FILE_NAME = `volleyball.jpg`

try :

# Read image from disk.

img = cv2.imread (FILE_NAME)

 

  # Get the number of pixels horizontally and vertically.

  (height, width) = img.shape [: 2 ]

  

# Specify the image size along with interpolation methods.

# cv2.INTER_AREA is used for compression while cv2.INTER_CUBIC

# used for scaling.

res = cv2.resize (img, ( int (width / 2 ), int (height / 2 )), interpolation = cv2.INTER_CUBIC)

 

# Write the image back to disk.

cv2.imwrite ( ` result.jpg` , res)

 

except IOError:

  print ( `Error while reading files !!!` )

 

Output:

Image rotation: —
Images can be rotated to any degree clockwise or otherwise. We just need to define a rotation matrix by specifying a rotation point, rotation rate, and scale factor.

import cv2

import numpy as np

  

FILE_NAME = ` volleyball.jpg`

try :

# Read image from disk.

img = cv2.imread (FILE_NAME)

 

# Image form living in pixels.

(rows, cols) = img.shape [: 2 ]

 

# getRotationMatrix2D creates the matrix needed for the transformation.
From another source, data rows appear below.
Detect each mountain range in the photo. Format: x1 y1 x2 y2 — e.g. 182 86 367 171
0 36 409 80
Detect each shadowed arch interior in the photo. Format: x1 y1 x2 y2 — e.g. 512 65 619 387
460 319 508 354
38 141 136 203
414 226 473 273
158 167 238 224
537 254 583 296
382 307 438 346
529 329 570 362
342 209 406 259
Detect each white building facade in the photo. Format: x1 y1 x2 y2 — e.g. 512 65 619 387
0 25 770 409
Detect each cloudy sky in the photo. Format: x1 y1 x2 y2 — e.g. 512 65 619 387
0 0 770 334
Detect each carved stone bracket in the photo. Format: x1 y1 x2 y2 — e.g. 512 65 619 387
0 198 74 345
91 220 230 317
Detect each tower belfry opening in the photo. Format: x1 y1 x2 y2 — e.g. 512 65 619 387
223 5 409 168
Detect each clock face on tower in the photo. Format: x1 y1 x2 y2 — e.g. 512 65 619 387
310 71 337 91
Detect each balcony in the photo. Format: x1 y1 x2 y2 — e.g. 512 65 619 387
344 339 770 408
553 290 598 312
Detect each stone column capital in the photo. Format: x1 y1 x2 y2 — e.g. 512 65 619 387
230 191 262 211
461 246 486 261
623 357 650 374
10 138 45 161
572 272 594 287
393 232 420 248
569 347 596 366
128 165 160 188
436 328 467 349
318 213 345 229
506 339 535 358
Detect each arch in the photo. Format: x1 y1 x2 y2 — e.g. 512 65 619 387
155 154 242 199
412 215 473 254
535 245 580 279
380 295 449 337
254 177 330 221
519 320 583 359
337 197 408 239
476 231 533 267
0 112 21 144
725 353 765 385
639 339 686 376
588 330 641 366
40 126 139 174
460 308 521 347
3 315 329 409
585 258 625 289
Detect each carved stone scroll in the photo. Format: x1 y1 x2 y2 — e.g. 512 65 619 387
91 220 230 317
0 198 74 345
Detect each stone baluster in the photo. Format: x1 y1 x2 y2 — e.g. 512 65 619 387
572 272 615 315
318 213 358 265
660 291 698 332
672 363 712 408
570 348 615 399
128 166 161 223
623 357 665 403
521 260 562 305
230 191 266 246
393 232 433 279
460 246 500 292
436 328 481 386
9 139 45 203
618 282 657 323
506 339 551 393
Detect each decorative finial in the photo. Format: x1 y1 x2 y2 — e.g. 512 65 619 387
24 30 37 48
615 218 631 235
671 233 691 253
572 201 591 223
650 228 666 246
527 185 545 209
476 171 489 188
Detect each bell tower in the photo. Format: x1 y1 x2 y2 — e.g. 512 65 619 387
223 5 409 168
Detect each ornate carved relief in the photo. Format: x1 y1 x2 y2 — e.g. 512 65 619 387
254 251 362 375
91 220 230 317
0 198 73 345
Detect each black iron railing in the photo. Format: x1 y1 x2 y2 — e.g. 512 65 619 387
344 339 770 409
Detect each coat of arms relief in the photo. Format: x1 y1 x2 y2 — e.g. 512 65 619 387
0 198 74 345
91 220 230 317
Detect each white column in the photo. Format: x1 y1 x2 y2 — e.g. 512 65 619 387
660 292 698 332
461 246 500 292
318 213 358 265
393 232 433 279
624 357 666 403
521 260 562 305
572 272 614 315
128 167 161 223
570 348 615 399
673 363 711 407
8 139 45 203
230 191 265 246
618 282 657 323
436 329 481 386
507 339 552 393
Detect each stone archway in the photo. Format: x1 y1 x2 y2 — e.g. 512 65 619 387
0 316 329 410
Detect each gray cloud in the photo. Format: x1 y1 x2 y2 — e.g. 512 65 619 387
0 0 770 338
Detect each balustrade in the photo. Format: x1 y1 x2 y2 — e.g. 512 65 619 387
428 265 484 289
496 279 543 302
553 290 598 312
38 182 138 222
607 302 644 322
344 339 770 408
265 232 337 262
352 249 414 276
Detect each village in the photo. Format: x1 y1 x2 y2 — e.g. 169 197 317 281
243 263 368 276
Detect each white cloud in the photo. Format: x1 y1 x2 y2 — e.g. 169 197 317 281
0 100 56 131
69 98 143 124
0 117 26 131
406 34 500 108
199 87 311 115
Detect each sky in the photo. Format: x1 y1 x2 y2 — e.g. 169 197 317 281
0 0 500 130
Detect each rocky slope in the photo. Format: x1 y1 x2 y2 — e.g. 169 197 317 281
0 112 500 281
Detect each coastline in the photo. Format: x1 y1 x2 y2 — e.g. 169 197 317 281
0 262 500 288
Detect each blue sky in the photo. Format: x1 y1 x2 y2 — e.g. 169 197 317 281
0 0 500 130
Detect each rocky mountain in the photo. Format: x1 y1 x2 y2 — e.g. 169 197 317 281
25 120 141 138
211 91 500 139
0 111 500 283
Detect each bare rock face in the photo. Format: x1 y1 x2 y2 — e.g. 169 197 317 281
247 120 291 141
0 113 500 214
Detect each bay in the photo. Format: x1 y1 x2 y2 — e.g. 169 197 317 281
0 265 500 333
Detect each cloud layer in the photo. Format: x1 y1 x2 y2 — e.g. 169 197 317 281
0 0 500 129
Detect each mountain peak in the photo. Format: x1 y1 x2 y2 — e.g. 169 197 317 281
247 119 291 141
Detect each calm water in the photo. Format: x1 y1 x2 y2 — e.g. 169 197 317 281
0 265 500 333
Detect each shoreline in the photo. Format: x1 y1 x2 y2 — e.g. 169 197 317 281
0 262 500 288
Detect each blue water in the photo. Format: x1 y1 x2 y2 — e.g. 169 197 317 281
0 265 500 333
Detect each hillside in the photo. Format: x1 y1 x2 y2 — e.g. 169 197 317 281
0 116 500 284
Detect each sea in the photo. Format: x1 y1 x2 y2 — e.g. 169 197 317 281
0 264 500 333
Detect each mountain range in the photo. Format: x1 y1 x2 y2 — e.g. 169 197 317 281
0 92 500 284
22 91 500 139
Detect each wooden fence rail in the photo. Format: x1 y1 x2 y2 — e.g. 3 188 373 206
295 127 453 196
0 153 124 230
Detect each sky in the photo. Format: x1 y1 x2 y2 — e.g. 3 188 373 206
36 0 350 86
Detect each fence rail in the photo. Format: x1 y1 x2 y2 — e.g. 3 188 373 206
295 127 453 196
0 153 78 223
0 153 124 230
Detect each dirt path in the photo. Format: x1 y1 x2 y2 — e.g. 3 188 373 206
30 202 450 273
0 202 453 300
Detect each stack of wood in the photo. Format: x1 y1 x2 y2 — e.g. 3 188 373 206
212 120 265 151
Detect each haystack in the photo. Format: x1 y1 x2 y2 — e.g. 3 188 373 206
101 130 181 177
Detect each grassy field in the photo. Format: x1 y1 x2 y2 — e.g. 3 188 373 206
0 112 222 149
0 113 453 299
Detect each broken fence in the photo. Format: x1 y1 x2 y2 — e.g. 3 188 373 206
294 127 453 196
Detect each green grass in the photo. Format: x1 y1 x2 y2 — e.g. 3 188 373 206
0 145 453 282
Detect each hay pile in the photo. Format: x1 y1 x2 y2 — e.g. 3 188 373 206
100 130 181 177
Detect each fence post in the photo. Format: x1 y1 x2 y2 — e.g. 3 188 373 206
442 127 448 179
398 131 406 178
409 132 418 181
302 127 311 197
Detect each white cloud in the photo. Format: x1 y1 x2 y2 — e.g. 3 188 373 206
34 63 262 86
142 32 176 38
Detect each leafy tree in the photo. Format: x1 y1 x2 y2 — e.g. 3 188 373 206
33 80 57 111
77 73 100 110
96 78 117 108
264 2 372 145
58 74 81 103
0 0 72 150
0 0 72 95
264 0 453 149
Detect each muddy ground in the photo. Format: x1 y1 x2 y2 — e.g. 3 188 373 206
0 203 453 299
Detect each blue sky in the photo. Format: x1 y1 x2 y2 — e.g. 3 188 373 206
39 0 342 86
# We need a matrix to rotate 45 about center degrees without scaling.

M = cv2.getRotationMatrix2D ((cols / 2 , rows / 2 ), 45 , 1 )
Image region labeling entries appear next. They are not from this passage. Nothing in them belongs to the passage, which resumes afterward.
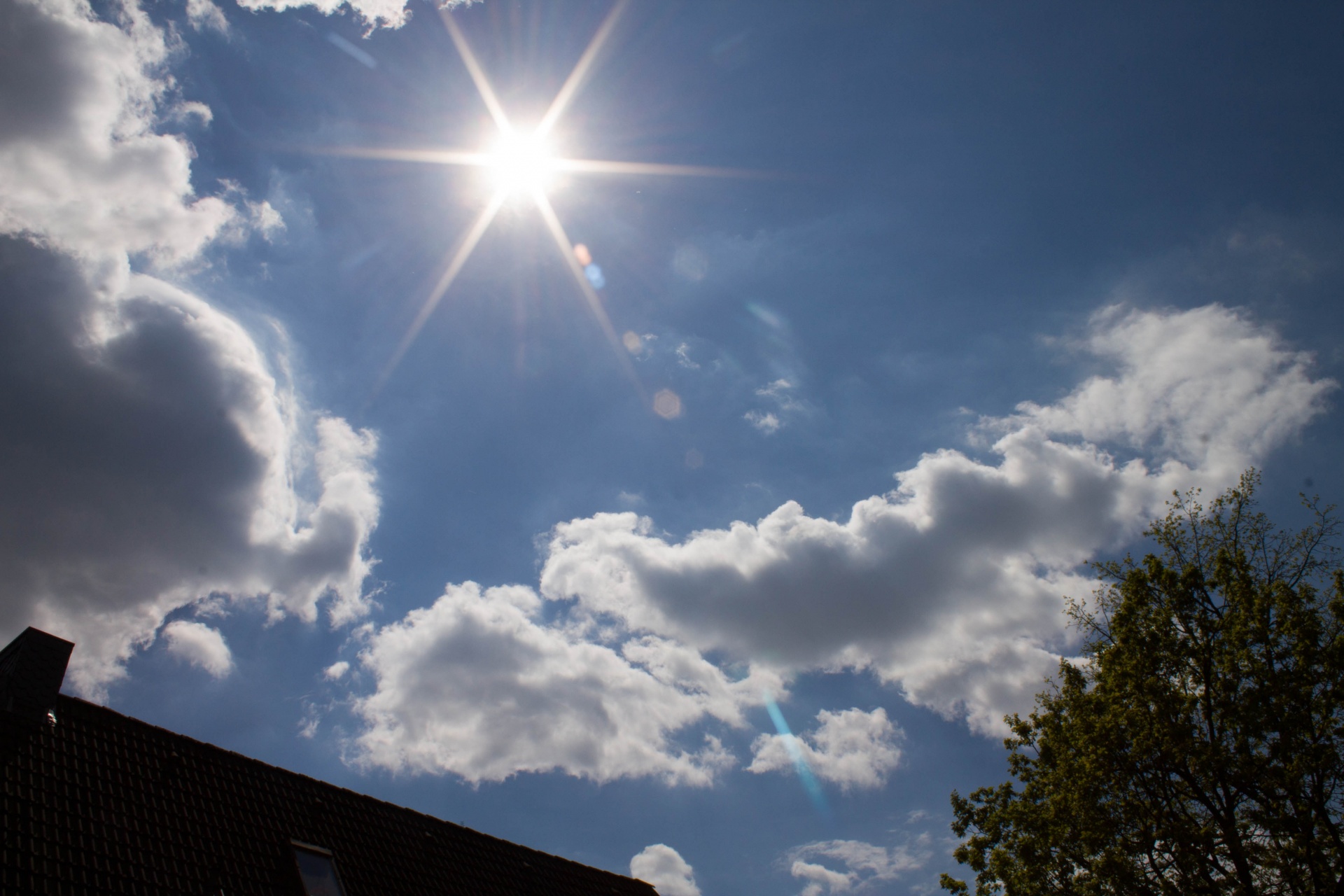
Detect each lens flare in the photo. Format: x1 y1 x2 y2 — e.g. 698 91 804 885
761 690 831 822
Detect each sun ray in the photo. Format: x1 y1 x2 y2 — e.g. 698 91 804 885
551 158 783 180
438 6 513 134
536 0 630 136
308 146 491 168
370 192 505 400
344 0 783 407
533 191 648 405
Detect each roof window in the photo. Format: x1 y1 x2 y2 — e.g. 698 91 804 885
290 839 345 896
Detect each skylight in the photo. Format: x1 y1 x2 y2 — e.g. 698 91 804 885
292 841 345 896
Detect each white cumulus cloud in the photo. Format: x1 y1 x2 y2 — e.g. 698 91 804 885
786 834 930 896
748 706 904 790
355 582 778 786
630 844 700 896
540 305 1336 734
0 0 238 262
238 0 477 28
0 0 379 697
354 305 1336 779
162 620 234 678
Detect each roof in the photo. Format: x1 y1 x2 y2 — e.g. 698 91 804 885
0 629 656 896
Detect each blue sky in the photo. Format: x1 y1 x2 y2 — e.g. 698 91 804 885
0 0 1344 896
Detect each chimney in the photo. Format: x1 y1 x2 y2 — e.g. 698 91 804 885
0 627 76 728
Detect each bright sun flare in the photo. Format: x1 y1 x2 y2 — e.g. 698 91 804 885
341 0 761 400
486 132 555 195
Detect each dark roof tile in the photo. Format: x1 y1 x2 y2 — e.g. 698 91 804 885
0 696 654 896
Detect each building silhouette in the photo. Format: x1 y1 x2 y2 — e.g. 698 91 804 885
0 629 656 896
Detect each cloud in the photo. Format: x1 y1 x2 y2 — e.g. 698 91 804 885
351 305 1336 784
540 305 1335 734
187 0 228 35
352 582 780 786
0 239 379 696
0 0 379 697
0 0 238 262
238 0 479 29
162 620 234 678
748 706 904 790
785 834 929 896
742 410 781 435
630 844 700 896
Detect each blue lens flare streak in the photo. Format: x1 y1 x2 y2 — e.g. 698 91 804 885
761 690 833 823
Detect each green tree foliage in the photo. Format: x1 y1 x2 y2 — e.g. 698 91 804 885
942 470 1344 896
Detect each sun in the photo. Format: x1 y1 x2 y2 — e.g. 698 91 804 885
485 132 555 196
330 0 766 400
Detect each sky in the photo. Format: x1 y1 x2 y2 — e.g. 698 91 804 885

res = cv2.warpAffine (img, M, (cols, rows))

 

# Write image back to disk.

cv2.imwrite ( `result.jpg` , res)

except IOError:

  print ( `Error while reading files !!!` )

Output:

Translation from Images: —
To translate an image means to shift it within a given frame of reference.

import cv2

import numpy as np

 

FILE_NAME = `volleyball.jpg`

# Create translation matrix.
# If the shift is (x, y), then the matrix will be
# M = [1 0 x]
# [0 1 year]
# Let`s move to (100, 50).

M = np.float32 ([[ 1  , 0 , 100 ], [ 0 , 1 , 50 ]])

 

try :

 

# Read image from disk.

img = cv2.imread (FILE_NAME)

(rows, cols) = img.shape [: 2 ]

  

  # warpAffine makes an appropriate offset given

# translation matrix.

res = cv2.warpAffine (img, M, (cols, rows))

  

  # Write the image back to disk.

cv2.imwrite ( `result.jpg` , res)

 

except IOError:

print ( `Error while reading files !!!` )

Exit :

Edge detection in the image: —
The image detection process involves detecting sharp edges in the image. This edge detection is important in the context of image recognition or object localization / detection . There are several algorithms for edge detection due to its wide applicability. We will use one such algorithm known as Canny Edge Detection .

import cv2

import numpy as np

 

FILE_NAME = `volleyball.jpg`

try :

# Read image from disk.

img = cv2.imread (FILE_NAME)

 

  Detect tricky edges.

edges = cv2.Canny (img, 100 , 200 )

 

# Write the image back to disk.

cv2.imwrite ( ` result.jpg` , edges )

except IOError:

print ( `Error while reading files !! ! ` )

Output:

Please refer to Github for more details.